Wiceminister gospodarki zapowiedział także, iż MG chce wprowadzić okres, w którym należy obowiązkowo umorzyć uzyskane świadectwa pochodzenia. Ma on wynosić maksymalnie 2 lata. Jak informował podczas wczorajszego spotkania parlamentarnego zespołu ds. energetyki Janusz Pilitowski, szef Departamentu Energetyki Odnawialnej w Ministerstwie Gospodarki, brak takiego mechanizmu w obecnym prawie sprawia, że na rynku są jeszcze nieumorzone certyfikaty, które zostały wydane w latach 2006-07. 

REKLAMA

Dodatkowym pomysłem resortu gospodarki jest brak możliwości zrealizowania obowiązku OZE przez zobowiązane do niego podmioty poprzez wpłacenie opłaty zastępczej, gdy cena zielonych certyfikatów na Towarowej Giełdzie Energii spadnie poniżej 75% wartości opłaty zastępczej. 

REKLAMA

Resort gospodarki rozważa także przyjęcie pomysłów sygnalizowanych wcześniej przez niektórych przedstawicieli branży OZE, zgodnie z którymi w przypadku dużej nierównowagi na rynku zielonych certyfikatów ich interwencyjny zakup miałby przeprowadzić Narodowy Fundusz Ochrony Środowiska i Gospodarki Wodnej. Po podaniu tych informacji podczas wczorajszego wystąpienia Jerzego Pietrewicza cena zielonych certyfikatów na TGE zanotowała wczoraj nienotowany od dawna wzrost – ze 100 zł/MWh na ponad 120 zł/MWh. 

Rozwiązania przedstawione wczoraj w Sejmie przez Jerzego Pietrewicza to kontynuacja pomysłów, które dwa tygodnie temu podczas posiedzenie sejmowej podkomisji ds. energetyki przedstawił Janusz Pilitowski.

Wprowadzenie wyżej wspomnianych propozycji do projektu ustawy o OZE lub za pomocą rozporządzeń Ministra Gospodarki oznaczałoby zwiększenie pewności wśród inwestorów zarabiających na sprzedaży zielonych certyfikatów, którzy wobec obecnego załamania się cen certyfikatów, nie realizują przyjętych wcześniej biznesplanów, a także z pewnością poprawiłoby ocenę inwestycji OZE przez sektor finansowy. 

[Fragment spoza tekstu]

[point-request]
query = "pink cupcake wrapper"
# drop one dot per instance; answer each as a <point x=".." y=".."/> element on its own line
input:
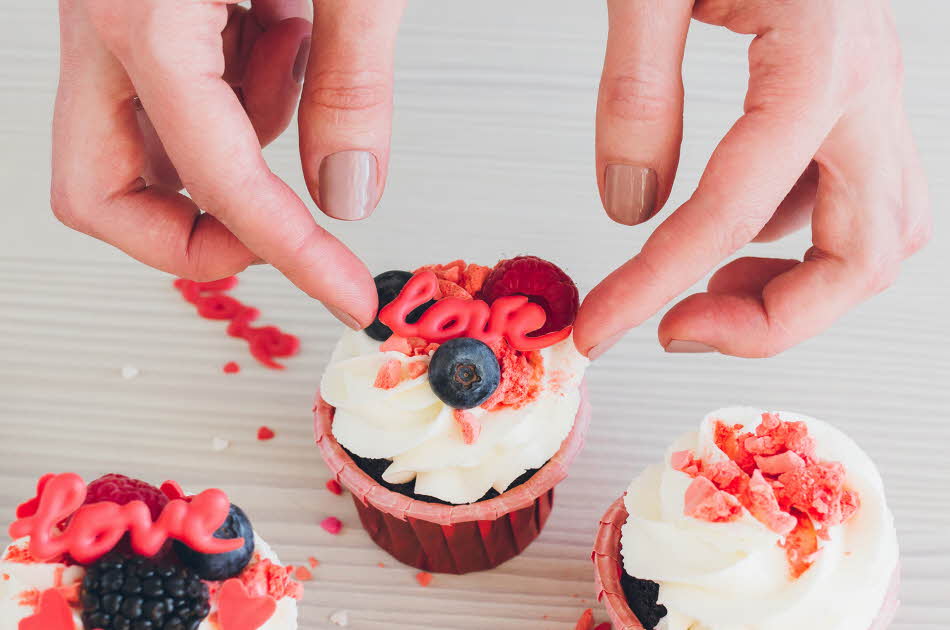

W projekcie ustawy o OZE z października 2012 r. jedyną regulacją, która może przeciwdziałać spadkowi ceny certyfikatów jest zapis mówiący o możliwości zwiększenia obowiązku OZE przez Ministerstwo Gospodarki w sytuacji, gdy giełdowa cena certyfikatów będzie utrzymywać się poniżej 75% wartości opłaty zastępczej przynajmniej przez dwa kwartały. W ocenie wielu inwestorów z sektora OZE taki zapis nie gwarantuje stabilności dla realizowanych przez nich inwestycji i należy poprzeć go dodatkowymi regulacjami.